Build off of existing opportunities before creating new ones
Most campuses already have many existing capacity-building opportunities that could be helpful in building capacity for SEL. Many of these existing opportunities are likely small in scale or focused on faculty and staff in a particular department or college.
It is much easier (and more cost effective) to build on what already exists rather than create something from scratch. Leaders of SEL capacity-building efforts should create an inventory of existing DEI-related trainings, as well as any established workshops, programs, or efforts that promote collaboration and shared leadership skills. For example, a student affairs division might offer professional development sessions for their staff on implicit bias or creating safe spaces for LGBTQ+ students; human resources might offer workshops on equitable hiring strategies; or a business school might be a good resource for workshops on collaboration and shared leadership.
While there will certainly be a need for SEL-specific training, collaborating with the faculty or staff responsible for these existing workshops or programs can help campuses build capacity much more quickly than trying to create everything anew.
Take care not to perpetuate inequitable systems and structures
When creating capacity for SEL, it is important to be careful not to produce and perpetuate systems and structures predicated on inequality and oppression.

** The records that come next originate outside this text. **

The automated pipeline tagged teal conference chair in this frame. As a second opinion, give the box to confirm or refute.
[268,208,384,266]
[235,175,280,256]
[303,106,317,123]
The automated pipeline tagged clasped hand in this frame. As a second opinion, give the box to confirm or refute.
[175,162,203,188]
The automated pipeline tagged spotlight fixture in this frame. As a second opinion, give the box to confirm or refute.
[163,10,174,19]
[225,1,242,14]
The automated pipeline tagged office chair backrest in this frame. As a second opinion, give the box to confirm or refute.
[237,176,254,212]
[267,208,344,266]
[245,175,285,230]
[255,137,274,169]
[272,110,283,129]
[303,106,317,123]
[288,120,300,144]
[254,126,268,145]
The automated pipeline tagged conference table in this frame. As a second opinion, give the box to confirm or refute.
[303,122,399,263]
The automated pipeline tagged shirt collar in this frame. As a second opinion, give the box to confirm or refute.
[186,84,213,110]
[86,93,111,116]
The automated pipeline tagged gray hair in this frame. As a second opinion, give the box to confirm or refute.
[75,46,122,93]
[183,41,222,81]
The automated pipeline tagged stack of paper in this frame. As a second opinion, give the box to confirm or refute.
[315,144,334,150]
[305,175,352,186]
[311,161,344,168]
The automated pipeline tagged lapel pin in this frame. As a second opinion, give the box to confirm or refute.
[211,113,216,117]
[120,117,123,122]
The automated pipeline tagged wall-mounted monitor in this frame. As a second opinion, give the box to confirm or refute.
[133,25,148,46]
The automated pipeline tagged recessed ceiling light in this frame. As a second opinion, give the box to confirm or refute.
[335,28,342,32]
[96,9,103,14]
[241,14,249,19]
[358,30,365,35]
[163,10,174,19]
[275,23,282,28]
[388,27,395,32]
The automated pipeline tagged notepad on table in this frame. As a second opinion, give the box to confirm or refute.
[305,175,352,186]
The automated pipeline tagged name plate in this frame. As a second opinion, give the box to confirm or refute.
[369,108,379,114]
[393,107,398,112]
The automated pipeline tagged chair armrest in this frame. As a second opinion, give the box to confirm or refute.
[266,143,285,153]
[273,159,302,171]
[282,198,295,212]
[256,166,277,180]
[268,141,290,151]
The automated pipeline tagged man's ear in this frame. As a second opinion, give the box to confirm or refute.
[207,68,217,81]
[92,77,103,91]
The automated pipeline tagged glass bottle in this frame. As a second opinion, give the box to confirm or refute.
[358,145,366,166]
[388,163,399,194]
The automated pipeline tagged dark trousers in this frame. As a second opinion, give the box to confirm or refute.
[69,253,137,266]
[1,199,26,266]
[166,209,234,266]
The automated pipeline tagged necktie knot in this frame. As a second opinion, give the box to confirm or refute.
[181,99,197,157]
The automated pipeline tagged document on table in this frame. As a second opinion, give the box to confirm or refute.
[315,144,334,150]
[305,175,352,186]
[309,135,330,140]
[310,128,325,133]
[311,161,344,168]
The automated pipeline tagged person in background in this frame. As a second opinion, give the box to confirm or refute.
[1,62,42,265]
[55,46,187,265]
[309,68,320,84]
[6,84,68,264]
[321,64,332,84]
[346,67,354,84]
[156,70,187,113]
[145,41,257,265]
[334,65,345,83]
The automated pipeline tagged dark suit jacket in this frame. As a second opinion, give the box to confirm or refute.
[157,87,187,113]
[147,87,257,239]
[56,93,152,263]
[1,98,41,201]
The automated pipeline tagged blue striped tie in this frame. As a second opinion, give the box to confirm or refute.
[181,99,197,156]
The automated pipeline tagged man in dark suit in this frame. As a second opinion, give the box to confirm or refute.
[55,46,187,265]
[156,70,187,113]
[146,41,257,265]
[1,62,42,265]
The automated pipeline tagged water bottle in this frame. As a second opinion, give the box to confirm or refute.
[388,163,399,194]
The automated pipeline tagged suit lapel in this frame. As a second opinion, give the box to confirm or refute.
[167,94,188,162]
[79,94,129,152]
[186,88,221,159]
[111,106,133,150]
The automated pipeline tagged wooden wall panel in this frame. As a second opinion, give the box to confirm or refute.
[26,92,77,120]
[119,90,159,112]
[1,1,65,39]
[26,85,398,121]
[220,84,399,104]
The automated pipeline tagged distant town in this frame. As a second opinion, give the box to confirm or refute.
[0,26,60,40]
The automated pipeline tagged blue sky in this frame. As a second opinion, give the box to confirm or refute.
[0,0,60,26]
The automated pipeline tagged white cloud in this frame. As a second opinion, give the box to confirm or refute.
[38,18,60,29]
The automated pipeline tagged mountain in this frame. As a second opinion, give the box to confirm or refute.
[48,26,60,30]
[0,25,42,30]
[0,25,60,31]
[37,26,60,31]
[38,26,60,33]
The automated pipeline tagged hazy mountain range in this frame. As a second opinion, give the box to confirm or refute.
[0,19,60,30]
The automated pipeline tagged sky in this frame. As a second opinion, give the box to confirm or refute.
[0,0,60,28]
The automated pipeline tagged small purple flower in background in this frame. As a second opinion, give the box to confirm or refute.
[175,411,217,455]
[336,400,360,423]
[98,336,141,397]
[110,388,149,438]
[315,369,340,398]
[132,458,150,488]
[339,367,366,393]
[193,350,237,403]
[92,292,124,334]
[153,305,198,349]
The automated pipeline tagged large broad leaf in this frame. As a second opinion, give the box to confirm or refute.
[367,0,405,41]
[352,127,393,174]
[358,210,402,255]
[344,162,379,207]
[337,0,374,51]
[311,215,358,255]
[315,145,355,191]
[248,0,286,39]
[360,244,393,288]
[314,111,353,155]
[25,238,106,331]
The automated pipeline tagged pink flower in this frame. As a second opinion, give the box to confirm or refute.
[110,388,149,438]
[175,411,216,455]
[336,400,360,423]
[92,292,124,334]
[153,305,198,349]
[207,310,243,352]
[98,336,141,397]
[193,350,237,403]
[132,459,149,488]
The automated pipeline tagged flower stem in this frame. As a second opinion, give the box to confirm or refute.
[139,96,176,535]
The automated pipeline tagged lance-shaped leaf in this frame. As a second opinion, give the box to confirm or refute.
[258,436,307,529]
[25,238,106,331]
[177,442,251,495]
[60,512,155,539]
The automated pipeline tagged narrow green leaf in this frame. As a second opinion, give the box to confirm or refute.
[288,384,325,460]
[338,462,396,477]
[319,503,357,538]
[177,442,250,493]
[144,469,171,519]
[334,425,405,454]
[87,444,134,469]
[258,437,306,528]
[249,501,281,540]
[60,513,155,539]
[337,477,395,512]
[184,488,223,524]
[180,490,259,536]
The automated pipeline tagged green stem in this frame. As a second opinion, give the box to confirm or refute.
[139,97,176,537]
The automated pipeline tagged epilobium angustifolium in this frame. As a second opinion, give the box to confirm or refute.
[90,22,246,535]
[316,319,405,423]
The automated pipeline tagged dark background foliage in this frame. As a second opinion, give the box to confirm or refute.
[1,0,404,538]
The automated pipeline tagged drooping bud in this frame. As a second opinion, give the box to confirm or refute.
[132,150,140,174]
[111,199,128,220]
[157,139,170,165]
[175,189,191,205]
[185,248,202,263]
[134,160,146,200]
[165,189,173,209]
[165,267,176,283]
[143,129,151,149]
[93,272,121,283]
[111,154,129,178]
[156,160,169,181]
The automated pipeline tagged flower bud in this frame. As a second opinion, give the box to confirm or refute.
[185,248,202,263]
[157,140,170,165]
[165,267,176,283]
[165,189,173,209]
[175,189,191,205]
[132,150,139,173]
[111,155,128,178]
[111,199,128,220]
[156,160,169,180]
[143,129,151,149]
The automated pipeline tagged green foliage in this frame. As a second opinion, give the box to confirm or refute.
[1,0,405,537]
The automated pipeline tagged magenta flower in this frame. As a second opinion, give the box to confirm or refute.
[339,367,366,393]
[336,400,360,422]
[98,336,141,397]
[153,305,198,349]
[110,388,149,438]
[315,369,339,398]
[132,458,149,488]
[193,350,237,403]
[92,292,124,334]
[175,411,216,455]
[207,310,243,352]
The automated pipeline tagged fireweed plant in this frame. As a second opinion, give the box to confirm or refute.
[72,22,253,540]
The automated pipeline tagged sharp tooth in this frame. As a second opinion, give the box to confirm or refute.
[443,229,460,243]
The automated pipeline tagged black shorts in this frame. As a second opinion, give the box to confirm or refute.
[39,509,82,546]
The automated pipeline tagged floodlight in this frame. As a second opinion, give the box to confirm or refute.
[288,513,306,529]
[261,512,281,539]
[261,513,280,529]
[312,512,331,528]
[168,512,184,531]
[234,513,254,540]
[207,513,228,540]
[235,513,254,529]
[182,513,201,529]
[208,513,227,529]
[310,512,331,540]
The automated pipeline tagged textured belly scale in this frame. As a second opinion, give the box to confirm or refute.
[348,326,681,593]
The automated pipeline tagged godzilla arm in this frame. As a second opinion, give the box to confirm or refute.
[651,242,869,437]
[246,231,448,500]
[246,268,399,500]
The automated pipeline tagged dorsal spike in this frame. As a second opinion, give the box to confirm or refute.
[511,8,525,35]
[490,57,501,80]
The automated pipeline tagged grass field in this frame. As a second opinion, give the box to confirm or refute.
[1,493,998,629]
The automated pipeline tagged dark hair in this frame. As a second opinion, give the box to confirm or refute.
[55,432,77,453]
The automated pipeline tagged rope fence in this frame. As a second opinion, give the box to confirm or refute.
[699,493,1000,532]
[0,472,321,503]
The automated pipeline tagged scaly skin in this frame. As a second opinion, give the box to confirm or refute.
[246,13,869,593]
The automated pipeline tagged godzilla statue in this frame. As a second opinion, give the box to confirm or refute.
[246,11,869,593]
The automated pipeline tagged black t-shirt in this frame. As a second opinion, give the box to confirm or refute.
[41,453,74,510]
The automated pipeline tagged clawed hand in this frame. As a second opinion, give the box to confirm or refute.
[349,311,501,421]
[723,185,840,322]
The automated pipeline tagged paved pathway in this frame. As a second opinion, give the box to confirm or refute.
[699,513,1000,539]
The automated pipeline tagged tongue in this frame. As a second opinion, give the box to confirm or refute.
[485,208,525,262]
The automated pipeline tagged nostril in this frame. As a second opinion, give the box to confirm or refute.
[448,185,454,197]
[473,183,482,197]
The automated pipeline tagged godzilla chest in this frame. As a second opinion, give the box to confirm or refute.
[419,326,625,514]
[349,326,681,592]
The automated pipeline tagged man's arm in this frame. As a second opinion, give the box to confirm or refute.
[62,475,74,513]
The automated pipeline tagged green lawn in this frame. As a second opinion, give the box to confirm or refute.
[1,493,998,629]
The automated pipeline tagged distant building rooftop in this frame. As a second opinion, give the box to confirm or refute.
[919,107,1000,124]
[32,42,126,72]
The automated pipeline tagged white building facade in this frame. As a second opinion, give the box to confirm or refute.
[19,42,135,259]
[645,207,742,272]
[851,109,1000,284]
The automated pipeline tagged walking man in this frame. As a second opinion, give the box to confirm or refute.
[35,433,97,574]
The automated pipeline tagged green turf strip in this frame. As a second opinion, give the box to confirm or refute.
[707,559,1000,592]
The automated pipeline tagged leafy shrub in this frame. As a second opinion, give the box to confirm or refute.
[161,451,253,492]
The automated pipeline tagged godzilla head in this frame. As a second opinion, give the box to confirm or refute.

In the process, it is surprisingly easy to reinforce the very status quo we are attempting to upend.
For example, if campuses call on their leaders of color to take charge of capacity-building efforts (or if leaders of color spearhead such efforts), it is critical to ensure that these leaders are rewarded appropriately for their labor and that the work is distributed equitably. Otherwise, campuses could perpetuate patterns of DEI work falling disproportionately on leaders of color.
As campuses work to build capacity, systems of oppression and inequity could inadvertently be perpetuated in other ways, such as co-opting informal grassroots movements or hosting DEI-focused book clubs on books that reify whiteness and leave whiteness uninterrogated, or that are by White male authors instead of Black women, women, or other authors of color. Campuses interested in building capacity for SEL should ensure that they are uplifting and centering marginalized voices and experiences in a non-exploitative manner. Leaders should also ensure that shared approaches remain at the forefront of capacity-building efforts.
Further reflections on capacity building
Our latest report offers a toolkit of resources to help leaders create a comprehensive capacity-building plan that explicitly targets capacity building at all three levels–personal, collective, and organizational. Campus leaders should consider a few additional questions as they reflect on how to build capacity for SEL on their own campuses:
- In what areas do you most need to build capacity for SEL on your campus? (For example, do you need to build individuals’ knowledge and understanding of DEI issues? Is collaborative working a particular challenge? Are your rewards systems structured in ways that disincentivize equity work or shared leadership?)
- What capacity-building activities already exist on your campus (personal, collective, or organizational)? How might you collaborate with the leaders of these activities to build capacity more broadly for your SEL efforts?
- What other experts (either on campus or off) might provide assistance as you create your capacity-building plans?
- How will you evaluate the effectiveness of the different capacity-building strategies you implement to ensure that time and resources are being used effectively?